With bicycle ridership up, city will add 60+ miles of bike lanes a year

August 1, 2017

As the city subway systems struggle to keep up with increased ridership, it’s a no brainer that more New Yorkers would take to the streets on bicycles rather than deal with the modern-day headaches of train travel. In fact, as 6sqft reported just yesterday, more commuters bike to work here than any other U.S. city. With the growth of bike riding, Mayor de Blasio’s administration is further expanding biker-friendly infrastructure. According to Crain’s, the Department of Transportation announced plans this Monday to add 10 miles of protected bicycle lanes and allocate 50 miles of regular bikeways annually starting this year.

Via Wikimedia Commons

The expansion comes at a time when bike ridership is becoming even more popular than the bus. That’s partly to do with the introduction of Citi Bike in 2013, which has slowly expanded into more neighborhoods across New York and now counts a total of 10,000 bikes over 600 locations. Just this May, in fact, Citi Bike’s parent company, Motivate, approached City Hall with a plan to add 6,000 bikes to the system–4,000 of them in areas that currently have no docks.

In addition to the new bike lanes, the DOT has also identified “priority bicycle districts” in which the city agency will rev up safety efforts in areas with high numbers of fatalities and injuries. Such districts include seven neighborhoods in Brooklyn and three in Queens, according to Crain’s.

Alongside the growth of Citi Bike, the city has worked hard over the past few years to build out more bicycle infrastructure. The number of bike paths citywide has more than doubled in the last decade, to 1,133 miles from 513 miles in 2006. Of the existing paths, 425 miles are protected from cars not just with paint, but with a physical barrier. (These types of lanes are hailed as the safest for bikers.) Last year, the city set a record after installing 15 protected bike paths. In another safety measure, the city plans to begin distributing free bike helmets and protective gear for delivery workers who cycle.

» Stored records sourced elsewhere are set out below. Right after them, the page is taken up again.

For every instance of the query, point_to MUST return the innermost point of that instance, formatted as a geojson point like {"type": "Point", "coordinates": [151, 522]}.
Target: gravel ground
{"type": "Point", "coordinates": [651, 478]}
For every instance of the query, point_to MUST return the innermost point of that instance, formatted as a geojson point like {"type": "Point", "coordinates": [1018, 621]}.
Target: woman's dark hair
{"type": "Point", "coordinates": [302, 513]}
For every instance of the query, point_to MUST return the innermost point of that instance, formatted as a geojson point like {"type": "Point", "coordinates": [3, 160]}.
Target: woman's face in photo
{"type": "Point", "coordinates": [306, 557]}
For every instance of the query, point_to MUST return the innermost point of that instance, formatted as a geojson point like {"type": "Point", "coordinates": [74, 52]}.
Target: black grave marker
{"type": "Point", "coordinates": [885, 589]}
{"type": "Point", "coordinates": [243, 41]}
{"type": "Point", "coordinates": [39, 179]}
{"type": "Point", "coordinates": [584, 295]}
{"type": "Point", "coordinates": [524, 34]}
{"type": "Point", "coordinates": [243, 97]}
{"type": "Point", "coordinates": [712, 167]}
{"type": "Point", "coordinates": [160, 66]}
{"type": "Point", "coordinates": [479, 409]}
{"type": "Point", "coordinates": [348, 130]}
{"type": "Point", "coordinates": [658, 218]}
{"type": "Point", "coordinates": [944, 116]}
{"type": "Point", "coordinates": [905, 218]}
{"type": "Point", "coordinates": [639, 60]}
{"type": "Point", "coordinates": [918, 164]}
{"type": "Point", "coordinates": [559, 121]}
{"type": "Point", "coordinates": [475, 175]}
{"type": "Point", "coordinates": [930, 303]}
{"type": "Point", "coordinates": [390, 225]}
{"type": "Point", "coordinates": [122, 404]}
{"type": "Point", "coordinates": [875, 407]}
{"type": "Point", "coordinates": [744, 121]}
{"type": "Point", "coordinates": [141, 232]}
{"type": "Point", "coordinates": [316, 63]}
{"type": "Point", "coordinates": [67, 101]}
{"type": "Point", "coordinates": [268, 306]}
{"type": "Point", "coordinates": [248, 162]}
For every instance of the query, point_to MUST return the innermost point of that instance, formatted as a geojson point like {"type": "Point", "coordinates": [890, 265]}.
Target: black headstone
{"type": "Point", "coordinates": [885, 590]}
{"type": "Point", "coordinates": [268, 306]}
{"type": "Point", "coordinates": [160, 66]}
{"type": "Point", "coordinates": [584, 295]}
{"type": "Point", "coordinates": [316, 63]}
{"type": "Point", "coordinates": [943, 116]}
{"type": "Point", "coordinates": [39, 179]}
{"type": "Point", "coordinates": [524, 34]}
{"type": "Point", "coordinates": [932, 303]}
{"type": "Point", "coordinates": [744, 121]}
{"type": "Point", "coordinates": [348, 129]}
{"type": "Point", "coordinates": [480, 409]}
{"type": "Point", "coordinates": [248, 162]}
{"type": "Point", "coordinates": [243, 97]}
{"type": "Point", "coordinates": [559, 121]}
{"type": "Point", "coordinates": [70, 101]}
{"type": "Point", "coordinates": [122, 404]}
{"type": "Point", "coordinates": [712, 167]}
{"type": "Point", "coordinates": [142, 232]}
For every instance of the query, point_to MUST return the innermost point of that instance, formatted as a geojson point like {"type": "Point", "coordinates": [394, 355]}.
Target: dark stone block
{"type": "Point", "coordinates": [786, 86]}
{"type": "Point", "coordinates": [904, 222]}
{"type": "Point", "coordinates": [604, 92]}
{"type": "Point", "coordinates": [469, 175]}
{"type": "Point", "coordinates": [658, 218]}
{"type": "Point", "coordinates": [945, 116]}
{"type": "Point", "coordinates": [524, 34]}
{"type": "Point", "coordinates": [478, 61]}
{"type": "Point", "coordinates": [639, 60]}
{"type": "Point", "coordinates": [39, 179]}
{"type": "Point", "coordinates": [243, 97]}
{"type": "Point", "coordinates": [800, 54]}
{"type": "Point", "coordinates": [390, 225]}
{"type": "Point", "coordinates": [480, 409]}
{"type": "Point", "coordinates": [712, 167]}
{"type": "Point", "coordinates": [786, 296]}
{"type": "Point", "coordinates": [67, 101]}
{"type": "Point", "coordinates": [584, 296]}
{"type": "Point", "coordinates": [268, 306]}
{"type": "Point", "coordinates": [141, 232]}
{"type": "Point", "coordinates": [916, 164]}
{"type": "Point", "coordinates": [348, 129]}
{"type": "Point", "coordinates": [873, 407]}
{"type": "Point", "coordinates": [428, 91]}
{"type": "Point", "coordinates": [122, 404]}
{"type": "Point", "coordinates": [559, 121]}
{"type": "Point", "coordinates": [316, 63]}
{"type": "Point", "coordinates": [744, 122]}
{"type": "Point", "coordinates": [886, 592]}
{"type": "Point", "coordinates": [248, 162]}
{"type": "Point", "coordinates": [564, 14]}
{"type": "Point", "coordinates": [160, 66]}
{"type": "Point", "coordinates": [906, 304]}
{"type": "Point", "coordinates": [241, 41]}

The numbers that show growing bike use in the city are staggering: daily bike trips in the city have risen faster than its population and employment base and now approaching 450,000 a day, almost three times as many as the 170,000 average daily trips in 2005.

As for Citi Bike, more than 14 million trips were made using Citi Bikes in 2016, with almost seven million so far in 2017. The company saw a record 57,708 average daily trips in June, up 19 percent from the same time last year. And one day last week, Citi Bike trips hit an all-time high of 70,286. The bicycle sharing system declared it “the highest single-day ridership of any system in the Western world outside of Paris.”

Ultimately, the city’s goal is to protect more bikers as ridership soars—90 percent of cyclist fatalities have occurred outside of bikeways. But there may be some innovative changes to accessing Citi Bike in the future. City Councilman Ydanis RodrĂ­guez, who chairs the Committee on Transportation, has raised the idea of one day instituting a single-fare transfer from Citi Bikes to mass transit.